Root NFD A top-level NFD name matching the pattern <name>.algo (e.g., nfdomains.algo).
Segment NFD A subdomain of a root NFD (e.g., mail.nfdomains.algo). Each segment is an independent NFD with its own Application ID and properties, and constitutes its own DID.
algod The Algorand node daemon that serves the blockchain REST API used to query application state.
NFD Registry The Algorand Application that serves as the central registry for all NFDs. Its Application ID on mainnet is 760937186.
NFD Application The individual Algorand Application (smart contract) representing a single NFD. Each NFD has a unique Application ID.
Global State Key-value storage within an Algorand Application's global state, used for internal (i.*) properties.
Box Storage Algorand Application box storage, used for user-defined (u.*) and verified (v.*) properties.
v.caAlgo Verified Algorand addresses associated with an NFD, stored as packed 32-byte public keys in box storage (v.caAlgo.0.as as raw 'set' of PKs).

4. DID Method Name

The method name for this DID method is: nfd

A DID that uses this method MUST begin with the following prefix:

did:nfd:

Per the DID Core specification, the method name MUST be lowercase.


5. DID Method Specific Identifier

The method-specific identifier is either an NFD name (root or single-segment) or an Algorand address (for reverse resolution).

5.1 NFD Name Identifier

The formal ABNF grammar for NFD name identifiers:

nfd-did        = "did:nfd:" nfd-name
nfd-name       = [ nfd-label "." ] nfd-label "." "algo"
nfd-label      = 1*27( ALPHA / DIGIT )
ALPHA          = %x61-7A           ; a-z (lowercase only)
DIGIT          = %x30-39           ; 0-9

As a regular expression:

^did:nfd:([a-z0-9]{1,27}\.){1,2}algo$

5.2 Algorand Address Identifier (Reverse Resolution)
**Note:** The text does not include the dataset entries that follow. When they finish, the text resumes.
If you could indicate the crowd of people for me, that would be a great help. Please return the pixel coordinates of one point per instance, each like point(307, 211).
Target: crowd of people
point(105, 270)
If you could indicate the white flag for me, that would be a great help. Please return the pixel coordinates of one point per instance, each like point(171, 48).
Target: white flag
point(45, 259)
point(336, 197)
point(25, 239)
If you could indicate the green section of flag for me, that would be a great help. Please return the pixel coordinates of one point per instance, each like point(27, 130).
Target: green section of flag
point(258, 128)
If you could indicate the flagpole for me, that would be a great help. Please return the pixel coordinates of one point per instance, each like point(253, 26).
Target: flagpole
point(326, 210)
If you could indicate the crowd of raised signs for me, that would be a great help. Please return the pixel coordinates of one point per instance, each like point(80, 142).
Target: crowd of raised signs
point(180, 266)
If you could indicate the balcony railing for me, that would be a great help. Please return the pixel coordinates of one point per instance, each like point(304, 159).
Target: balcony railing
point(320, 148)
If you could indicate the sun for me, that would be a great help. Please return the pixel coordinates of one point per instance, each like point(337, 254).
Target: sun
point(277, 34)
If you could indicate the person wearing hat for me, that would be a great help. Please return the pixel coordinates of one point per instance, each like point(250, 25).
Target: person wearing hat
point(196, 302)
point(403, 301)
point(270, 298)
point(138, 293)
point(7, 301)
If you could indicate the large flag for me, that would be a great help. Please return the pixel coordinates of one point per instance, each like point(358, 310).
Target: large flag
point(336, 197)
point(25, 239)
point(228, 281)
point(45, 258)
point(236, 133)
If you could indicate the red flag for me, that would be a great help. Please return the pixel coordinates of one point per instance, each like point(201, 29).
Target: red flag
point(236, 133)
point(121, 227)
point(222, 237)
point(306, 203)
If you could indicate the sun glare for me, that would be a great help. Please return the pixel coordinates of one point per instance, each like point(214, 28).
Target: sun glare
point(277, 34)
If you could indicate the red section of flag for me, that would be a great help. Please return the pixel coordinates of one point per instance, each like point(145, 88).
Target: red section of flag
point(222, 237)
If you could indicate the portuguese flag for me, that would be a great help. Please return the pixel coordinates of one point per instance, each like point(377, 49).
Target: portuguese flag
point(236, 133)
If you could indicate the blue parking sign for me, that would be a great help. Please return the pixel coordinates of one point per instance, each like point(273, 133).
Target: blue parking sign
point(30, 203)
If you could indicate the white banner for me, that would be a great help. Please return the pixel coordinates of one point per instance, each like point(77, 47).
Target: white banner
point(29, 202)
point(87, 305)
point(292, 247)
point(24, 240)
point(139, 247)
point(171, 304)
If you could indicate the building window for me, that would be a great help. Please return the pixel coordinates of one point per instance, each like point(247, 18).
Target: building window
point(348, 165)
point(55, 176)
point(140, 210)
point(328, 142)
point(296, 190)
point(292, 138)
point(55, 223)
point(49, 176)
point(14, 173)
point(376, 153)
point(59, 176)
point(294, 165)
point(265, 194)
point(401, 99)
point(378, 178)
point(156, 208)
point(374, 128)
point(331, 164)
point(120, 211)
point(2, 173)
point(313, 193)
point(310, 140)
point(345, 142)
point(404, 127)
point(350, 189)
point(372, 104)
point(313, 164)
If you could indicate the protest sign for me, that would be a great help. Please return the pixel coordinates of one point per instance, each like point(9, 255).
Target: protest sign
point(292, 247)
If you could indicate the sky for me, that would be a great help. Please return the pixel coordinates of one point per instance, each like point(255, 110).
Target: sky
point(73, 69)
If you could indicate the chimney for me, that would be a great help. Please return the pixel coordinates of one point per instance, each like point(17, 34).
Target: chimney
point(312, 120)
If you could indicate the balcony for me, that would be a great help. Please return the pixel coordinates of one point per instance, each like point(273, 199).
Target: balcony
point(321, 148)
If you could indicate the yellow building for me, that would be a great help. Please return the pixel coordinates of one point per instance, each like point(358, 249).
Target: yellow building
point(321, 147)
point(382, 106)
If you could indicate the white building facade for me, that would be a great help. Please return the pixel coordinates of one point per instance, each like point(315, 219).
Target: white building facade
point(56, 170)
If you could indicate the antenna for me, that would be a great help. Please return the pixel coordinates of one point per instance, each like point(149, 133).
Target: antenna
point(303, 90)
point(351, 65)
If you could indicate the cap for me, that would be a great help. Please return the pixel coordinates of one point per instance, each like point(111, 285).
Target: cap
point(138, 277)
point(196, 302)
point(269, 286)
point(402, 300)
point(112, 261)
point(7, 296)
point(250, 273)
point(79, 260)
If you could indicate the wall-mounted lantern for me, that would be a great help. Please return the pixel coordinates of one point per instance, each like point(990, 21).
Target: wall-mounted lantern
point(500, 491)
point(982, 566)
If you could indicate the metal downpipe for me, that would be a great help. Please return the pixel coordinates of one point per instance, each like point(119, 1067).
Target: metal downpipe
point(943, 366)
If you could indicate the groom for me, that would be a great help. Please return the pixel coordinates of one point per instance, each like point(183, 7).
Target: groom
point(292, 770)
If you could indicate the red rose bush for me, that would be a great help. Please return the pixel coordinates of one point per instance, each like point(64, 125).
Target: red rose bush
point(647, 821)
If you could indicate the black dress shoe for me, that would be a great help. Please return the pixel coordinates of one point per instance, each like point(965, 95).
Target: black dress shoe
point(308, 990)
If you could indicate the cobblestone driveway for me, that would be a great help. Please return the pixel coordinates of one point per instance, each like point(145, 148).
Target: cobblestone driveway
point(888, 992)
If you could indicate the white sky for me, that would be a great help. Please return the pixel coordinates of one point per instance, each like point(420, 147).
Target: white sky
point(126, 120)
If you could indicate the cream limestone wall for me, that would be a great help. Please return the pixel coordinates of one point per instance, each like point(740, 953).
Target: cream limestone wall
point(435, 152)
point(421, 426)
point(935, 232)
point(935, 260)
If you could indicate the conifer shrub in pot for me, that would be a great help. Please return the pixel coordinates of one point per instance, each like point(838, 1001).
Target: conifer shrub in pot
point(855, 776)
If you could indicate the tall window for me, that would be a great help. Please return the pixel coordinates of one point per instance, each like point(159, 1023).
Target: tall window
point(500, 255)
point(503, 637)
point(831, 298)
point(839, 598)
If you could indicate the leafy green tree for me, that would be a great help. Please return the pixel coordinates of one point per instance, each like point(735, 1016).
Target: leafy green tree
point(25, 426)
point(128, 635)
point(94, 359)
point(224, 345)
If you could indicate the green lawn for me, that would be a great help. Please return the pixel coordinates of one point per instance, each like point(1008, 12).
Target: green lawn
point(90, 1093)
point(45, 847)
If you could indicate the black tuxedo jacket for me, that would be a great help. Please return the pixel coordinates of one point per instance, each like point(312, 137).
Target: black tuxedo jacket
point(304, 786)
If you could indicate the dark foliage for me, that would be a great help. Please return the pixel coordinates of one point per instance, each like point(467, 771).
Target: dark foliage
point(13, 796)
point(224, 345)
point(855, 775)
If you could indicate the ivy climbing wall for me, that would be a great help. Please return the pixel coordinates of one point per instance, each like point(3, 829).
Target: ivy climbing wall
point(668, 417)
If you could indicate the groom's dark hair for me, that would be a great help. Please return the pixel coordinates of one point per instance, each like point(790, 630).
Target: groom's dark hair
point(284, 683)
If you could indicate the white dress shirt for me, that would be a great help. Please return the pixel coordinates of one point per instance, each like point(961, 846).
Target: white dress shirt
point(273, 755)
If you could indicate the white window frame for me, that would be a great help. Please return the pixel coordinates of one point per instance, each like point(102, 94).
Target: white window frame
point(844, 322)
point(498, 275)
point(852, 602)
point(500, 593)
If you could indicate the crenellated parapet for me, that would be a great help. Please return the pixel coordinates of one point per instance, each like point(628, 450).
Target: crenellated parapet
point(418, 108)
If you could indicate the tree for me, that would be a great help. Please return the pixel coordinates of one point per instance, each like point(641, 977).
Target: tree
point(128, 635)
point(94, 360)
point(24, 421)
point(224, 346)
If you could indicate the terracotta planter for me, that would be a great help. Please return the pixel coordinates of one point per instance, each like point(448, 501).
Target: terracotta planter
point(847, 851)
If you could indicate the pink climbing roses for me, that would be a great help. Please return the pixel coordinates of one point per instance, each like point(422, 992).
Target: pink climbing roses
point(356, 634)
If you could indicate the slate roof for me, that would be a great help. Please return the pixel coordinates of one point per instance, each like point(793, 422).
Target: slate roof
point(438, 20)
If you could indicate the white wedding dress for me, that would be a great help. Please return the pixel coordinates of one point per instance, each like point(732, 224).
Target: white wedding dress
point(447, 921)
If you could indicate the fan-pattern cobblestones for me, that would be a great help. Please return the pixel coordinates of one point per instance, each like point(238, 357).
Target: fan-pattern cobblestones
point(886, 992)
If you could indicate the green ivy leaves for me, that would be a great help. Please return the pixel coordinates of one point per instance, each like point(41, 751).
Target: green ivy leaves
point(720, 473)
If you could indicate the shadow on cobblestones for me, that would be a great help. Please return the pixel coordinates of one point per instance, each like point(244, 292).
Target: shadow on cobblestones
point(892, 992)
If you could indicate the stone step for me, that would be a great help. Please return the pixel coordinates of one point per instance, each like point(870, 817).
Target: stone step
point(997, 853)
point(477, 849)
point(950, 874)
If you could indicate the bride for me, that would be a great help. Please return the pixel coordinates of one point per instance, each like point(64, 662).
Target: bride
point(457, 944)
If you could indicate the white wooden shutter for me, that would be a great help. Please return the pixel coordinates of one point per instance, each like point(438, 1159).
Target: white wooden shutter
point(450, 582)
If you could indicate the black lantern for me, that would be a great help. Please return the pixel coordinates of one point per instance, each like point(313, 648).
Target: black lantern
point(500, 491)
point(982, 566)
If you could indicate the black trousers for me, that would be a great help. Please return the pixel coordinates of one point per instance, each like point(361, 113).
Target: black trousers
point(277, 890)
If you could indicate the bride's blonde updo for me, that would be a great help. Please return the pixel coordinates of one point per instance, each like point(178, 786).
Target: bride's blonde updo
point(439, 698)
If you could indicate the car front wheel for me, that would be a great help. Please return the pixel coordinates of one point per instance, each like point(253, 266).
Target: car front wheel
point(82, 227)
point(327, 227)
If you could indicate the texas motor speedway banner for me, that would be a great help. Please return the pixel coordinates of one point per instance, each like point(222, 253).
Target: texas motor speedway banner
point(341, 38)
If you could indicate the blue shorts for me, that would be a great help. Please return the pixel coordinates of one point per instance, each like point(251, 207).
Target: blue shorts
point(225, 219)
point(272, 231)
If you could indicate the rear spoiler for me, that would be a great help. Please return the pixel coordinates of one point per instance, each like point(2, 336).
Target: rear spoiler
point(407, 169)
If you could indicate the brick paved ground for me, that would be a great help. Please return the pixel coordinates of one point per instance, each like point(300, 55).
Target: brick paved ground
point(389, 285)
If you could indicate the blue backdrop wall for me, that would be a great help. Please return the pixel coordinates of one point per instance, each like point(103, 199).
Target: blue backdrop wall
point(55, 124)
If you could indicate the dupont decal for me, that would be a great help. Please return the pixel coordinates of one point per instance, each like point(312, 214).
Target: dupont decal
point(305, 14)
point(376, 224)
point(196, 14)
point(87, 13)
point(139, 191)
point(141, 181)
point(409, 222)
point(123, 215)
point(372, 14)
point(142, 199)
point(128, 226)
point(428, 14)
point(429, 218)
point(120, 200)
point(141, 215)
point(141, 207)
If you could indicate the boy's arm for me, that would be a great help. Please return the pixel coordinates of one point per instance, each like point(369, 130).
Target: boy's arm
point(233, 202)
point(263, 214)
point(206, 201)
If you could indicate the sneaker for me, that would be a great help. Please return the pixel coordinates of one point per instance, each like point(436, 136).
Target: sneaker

An Algorand address MAY be used as the method-specific identifier for reverse resolution — discovering which NFDs are associated with a given address. The identifier is a 58-character uppercase base32 Algorand address:

nfd-address-did = "did:nfd:" algo-address
algo-address    = 58( ALPHA-UPPER / DIGIT )
ALPHA-UPPER     = %x41-5A           ; A-Z (uppercase only)
DIGIT           = %x30-39 / %x32-37 ; base32 characters

Since NFD names use only lowercase characters and end with .algo, there is no ambiguity between the two identifier forms.

Constraints

  • Each nfd-label MUST be between 1 and 27 characters, consisting only of lowercase ASCII letters (a-z) and digits ( 0-9).
  • Labels MUST NOT contain hyphens, underscores, uppercase characters, or any characters outside the [a-z0-9] range.
  • The name MUST end with the literal string .algo.
  • Both root NFDs (name.algo) and single-segment NFDs (segment.name.algo) are valid DIDs. Each segment NFD is an independent NFD with its own on-chain Application.
  • Multi-level segments (e.g., a.b.c.algo) MUST be rejected with an invalidDid error.
  • Algorand address identifiers MUST be valid 58-character base32 addresses that pass checksum validation.

Examples

DID Valid Notes
did:nfd:nfdomains.algo Yes Root NFD
did:nfd:abc123.algo Yes Alphanumeric label
did:nfd:a.algo Yes Minimum label length (1 character)
did:nfd:mail.nfdomains.algo Yes Single-segment NFD
did:nfd:RXZRFW26...KLIQY Yes Algorand address (reverse resolution)
did:nfd:a.b.c.algo No Multi-level segment -- not valid
did:nfd:Nfdomains.algo No Uppercase characters not permitted
did:nfd:my-name.algo No Hyphens not permitted
did:nfd:nfdomains.eth No Must end with .algo
did:nfd:patrick No Missing .algo suffix

6. DID URL Syntax

DID URLs for the did:nfd method follow the generic DID URL syntax defined in DID Core Section 3.2:

did:nfd:<nfd-name> [ "#" fragment ] [ "?" query ]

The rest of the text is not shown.